Было великое возбуждение: толкали тележку, и голова девицы немощно, бессильно качалась, большие глаза её смотрели со страхом. Десятки очей обливали больную лучами, на расслабленном теле её скрестились сотни сил, вызванных к жизни повелительным желанием видеть больную восставшей с одра, и я тоже смотрел в глубину её взгляда, и невыразимо хотелось мне вместе со всеми, чтобы встала она, – не себя ради и не для неё, но для чего-то иного, пред чем и она и я – только перья птицы в огне пожара.
Как дождь землю влагою живой, насыщал народ иссохшее тело девицы этой силою своей, шептал он и кричал ей:
– Ты – встань, милая, вставай! Подними руки-то, не бойся! Ты вставай, вставай без страха! Болезная, вставай! Милая! Подними ручки-то!
Розовые тени загорелись на мёртвом лице её, ещё больше раскрылись удивлённые и радостные глаза, и, медленно шевеля плечами, она покорно подняла дрожащие руки и послушно протянула их вперёд – уста её были открыты, и была она подобна птенцу, впервые вылетающему из гнезда своего.
Тогда всё вокруг охнуло, – словно земля – медный колокол и некий Святогор ударил в него со всей силою своей, – вздрогнул, пошатнулся народ и смешанно закричал:
– На ноги! Помогай ей! Вставай, девушка, на ноги! Поднимайте её!
Мы схватили девицу, приподняли её, поставили на землю и держим легонько, а она сгибается, как колос на ветру, и вскрикивает:
– Милые! Господи! О, владычица! Милые!
– Иди, – кричит народ, – иди!
Помню пыльное лицо в поту и слезах, а сквозь влагу слёз повелительно сверкает чудотворная сила – вера во власть свою творить чудеса.
Тихо идёт среди нас исцелённая, доверчиво жмётся ожившим телом своим к телу народа, улыбается, белая вся, как цветок, и говорит: – Пустите, я – одна!
Остановилась, покачнулась – идёт. Идёт, точно по ножам, разрезающим пальцы ног её, но идёт одна, боится и смеётся, как малое дитя, и народ вокруг её тоже радостен и ласков, подобно ребёнку. Волнуется, трепещет тело её, а руки она простёрла вперёд, опираясь ими о воздух, насыщенный силою народа, и отовсюду поддерживают её сотни светлых лучей.
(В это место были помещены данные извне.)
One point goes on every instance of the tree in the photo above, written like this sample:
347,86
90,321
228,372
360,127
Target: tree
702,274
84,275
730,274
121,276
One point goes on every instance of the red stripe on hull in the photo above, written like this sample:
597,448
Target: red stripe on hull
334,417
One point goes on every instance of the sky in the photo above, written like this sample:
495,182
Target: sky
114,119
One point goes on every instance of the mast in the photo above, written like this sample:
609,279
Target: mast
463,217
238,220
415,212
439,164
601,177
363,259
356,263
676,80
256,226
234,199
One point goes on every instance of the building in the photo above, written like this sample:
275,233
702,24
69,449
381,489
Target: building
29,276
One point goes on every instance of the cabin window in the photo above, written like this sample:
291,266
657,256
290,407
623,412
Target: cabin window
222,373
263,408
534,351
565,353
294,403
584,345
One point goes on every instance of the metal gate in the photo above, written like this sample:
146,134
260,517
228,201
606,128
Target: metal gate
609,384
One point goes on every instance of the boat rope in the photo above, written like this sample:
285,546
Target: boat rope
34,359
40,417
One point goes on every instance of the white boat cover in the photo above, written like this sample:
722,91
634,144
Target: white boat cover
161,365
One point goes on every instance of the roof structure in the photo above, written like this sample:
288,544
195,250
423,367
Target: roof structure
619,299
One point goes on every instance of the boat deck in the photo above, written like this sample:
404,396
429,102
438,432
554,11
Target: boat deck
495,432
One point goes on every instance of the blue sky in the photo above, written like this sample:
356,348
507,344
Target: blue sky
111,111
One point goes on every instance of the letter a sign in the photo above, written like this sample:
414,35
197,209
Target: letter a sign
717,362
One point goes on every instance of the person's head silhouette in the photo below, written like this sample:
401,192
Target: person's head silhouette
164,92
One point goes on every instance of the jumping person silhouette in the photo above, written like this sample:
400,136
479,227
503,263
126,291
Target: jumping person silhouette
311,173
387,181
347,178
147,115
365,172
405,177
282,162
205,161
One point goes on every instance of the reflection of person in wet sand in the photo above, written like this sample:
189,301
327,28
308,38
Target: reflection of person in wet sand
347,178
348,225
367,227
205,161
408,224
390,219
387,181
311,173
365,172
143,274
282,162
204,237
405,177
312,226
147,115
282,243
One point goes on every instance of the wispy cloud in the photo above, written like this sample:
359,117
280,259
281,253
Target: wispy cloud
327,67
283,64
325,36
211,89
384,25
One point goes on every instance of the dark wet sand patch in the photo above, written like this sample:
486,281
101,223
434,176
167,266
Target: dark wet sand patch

У ворот обители перестал я видеть её и немного опамятовался, смотрю вокруг: всюду праздник и праздничный гул, звон колокольный и властный говор народа, в небе ярко пылает заря, и озеро оделось багрянцем её отражений.
Идёт мимо меня некий человек, улыбается и спрашивает:
– Видел?
Обнял я его и поцеловал, как брата после долгой разлуки, и больше ни слова не нашлось у нас сказать друг другу; улыбаясь, молча разошлись.
… Ночью я сидел в лесу над озером, снова один, но уже навсегда и неразрывно связанный душою с народом, владыкой и чудотворцем земли.
Сидел и слушал, как всё, что видел и познал я, растёт во мне и горит единым огнём, я же отражаю этот свет снова в мир, и всё в нём пламенеет великой значительностью, одевается в чудесное, окрыляет дух мой стремлением поглотить мир, как он поглотил меня.
Нет у меня слов, чтобы передать восторг этой ночи, когда один во тьме я обнял всю землю любовью моею, встал на вершину пережитого мной и увидел мир подобным огненному потоку живых сил, бурно текущих к слиянию во единую силу, – цель её – недоступна мне.
Но я радостно понял, что недоступность цели есть источник бесконечного роста духа моего и великих красот мирских, а в бесконечности этой – бесчисленность восторгов для живой души человеческой.
Наутро и солнце явилось для меня с другим лицом: видел я, как лучи его осторожно и ласково плавили тьму, сожгли её, обнажили землю от покровов ночи, и вот встала она предо мной в цветном и пышном уборе осени – изумрудное поле великих игр людей и боя за свободу игр, святое место крестного хода к празднику красоты и правды.
Видел я её, мать мою, в пространстве между звёзд, и как гордо смотрит она очами океанов своих в дали и глубины; видел её, как полную чашу ярко-красной, неустанно кипящей, живой крови человеческой, и видел владыку её – всесильный, бессмертный народ.